I am writing a book about Hungarian relatives. I need help translating the full text into the birthday entry below, from Josephus Andreas (it seems) Migra or Migray/Migrai. Also, if anybody can confirm what is the exact surname written there, if Migra, Migrai or Migray, this will help me much.

Any help is welcome! 

Rgs

Link to birth registry here Josephus Migra (i, y) born 26 April 1825 line | Diigo
Josephus Migra(i, y), born in 26th April 1825 in Ruzomberok


----------



## Zsanna

Hello Margrave,

Migray seems to be most likely to me but it is very difficult to decipher the handwriting.


----------



## Torontal

Hi,

It is illegible for me what you linked and I think it is in Latin anyway, not in Hungarian (church books were kept in Latin in that time). But I also checked the entry for the same person (or I believe it is the same one, i doubt there were more than one Josephus Migra born on 26th April 1825 in Ruzomberok ) on FamilySearch






According to this entry his name was Josephus and his father's name was Andreas Migra (his mother being called Maria Gasper(?) After the name of the parents A. Conf (?) stands for Augustinae Confessiones (=Augsburg Confession=Lutheran), and after that Rosenb (?) for Rosenberg = Ruzomberok.

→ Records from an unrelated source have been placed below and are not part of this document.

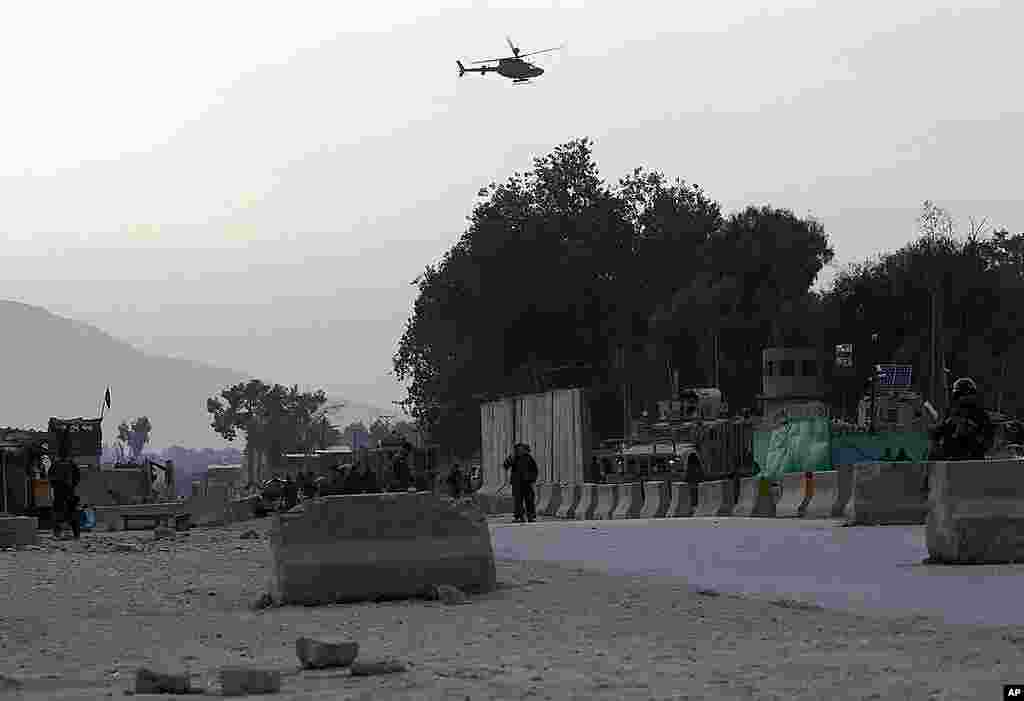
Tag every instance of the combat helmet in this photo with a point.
(965, 387)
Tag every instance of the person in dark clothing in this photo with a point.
(456, 481)
(368, 480)
(522, 475)
(65, 477)
(968, 432)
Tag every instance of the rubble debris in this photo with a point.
(148, 682)
(264, 602)
(373, 667)
(318, 655)
(244, 681)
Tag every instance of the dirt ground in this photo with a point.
(77, 619)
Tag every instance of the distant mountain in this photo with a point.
(55, 366)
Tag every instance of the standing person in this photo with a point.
(65, 477)
(967, 433)
(456, 481)
(522, 474)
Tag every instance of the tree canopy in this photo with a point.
(558, 273)
(273, 418)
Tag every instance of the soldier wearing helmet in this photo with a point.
(968, 432)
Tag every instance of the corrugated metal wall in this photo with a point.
(555, 425)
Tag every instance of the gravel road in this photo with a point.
(77, 619)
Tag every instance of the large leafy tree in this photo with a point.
(274, 419)
(556, 269)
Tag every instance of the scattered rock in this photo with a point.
(446, 594)
(162, 532)
(148, 682)
(9, 684)
(243, 681)
(264, 602)
(373, 667)
(316, 655)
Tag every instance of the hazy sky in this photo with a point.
(255, 184)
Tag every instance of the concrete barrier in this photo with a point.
(681, 504)
(110, 518)
(570, 497)
(542, 492)
(605, 498)
(794, 498)
(715, 498)
(844, 490)
(587, 504)
(364, 546)
(630, 500)
(888, 493)
(18, 531)
(656, 496)
(977, 512)
(755, 498)
(822, 492)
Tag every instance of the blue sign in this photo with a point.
(895, 376)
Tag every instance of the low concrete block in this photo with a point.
(588, 501)
(844, 490)
(656, 496)
(605, 497)
(245, 681)
(755, 498)
(822, 494)
(715, 498)
(365, 546)
(630, 500)
(18, 531)
(318, 655)
(570, 497)
(794, 498)
(977, 512)
(681, 504)
(888, 493)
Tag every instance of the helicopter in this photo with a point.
(511, 67)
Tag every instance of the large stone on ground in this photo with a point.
(888, 494)
(317, 655)
(977, 512)
(18, 531)
(365, 546)
(246, 681)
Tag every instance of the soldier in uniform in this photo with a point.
(967, 433)
(522, 474)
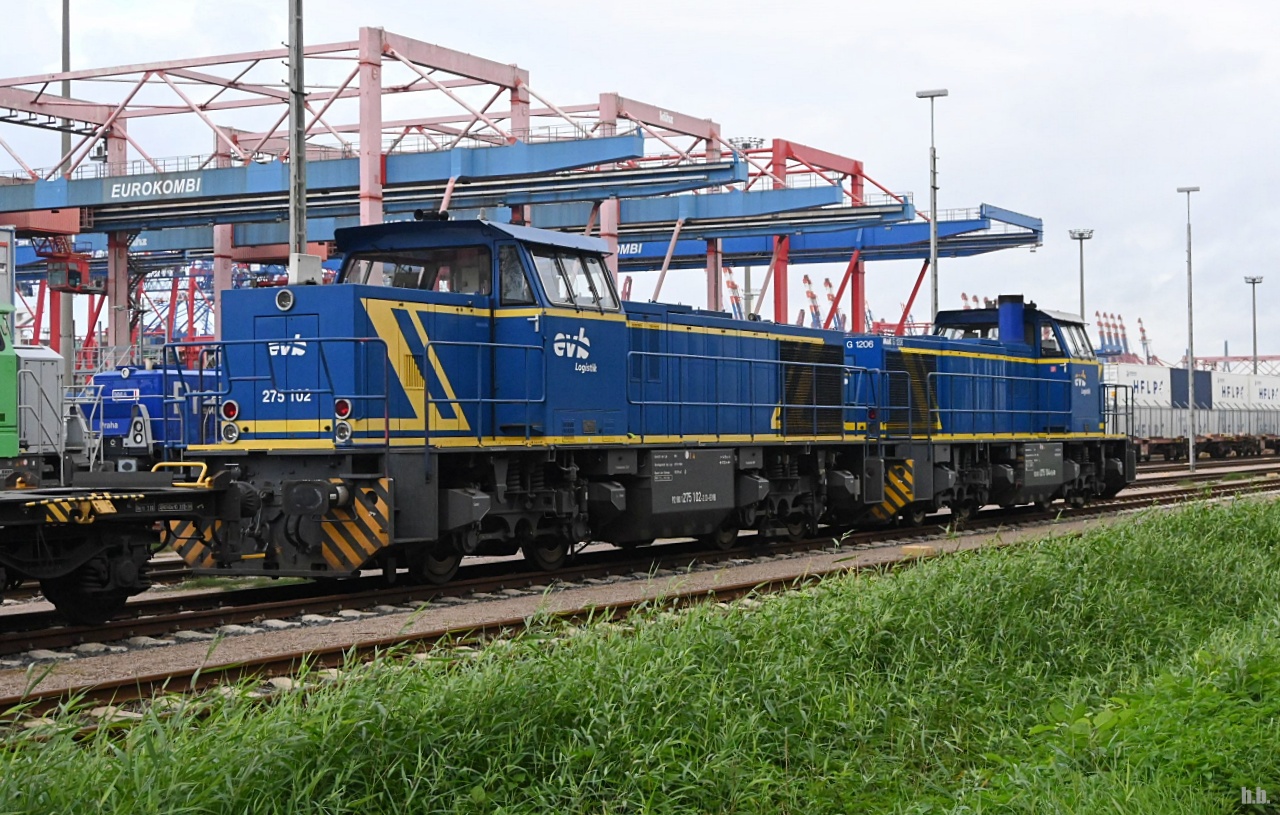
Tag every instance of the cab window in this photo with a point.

Also as i looked around for other hits in the Ruzomberok church books, the _Migra_ spelling could be the correct form of the family name, that is the most frequent (90%+) spelling form by far.


----------



## Margrave

Hello, Zsanna and Torontal, thank you so much for the efforts. Yes, Migra is a common name in that region. Thank you for confirming this and for the translation. In the last column there are the names Laurentius and Dorothea xxx, are you able to understand their surname and the following word "civ..." or something like this?


----------



## Torontal

They were the godparents, my reading is Laurentius & Dorothea Jancsó (?) and I think _cives_ stands for citizens (that is their social status, burghers/citizens of the town of Ruzomberok).


----------



## Margrave

@Torontal thank you! I am adding this information to the book.


----------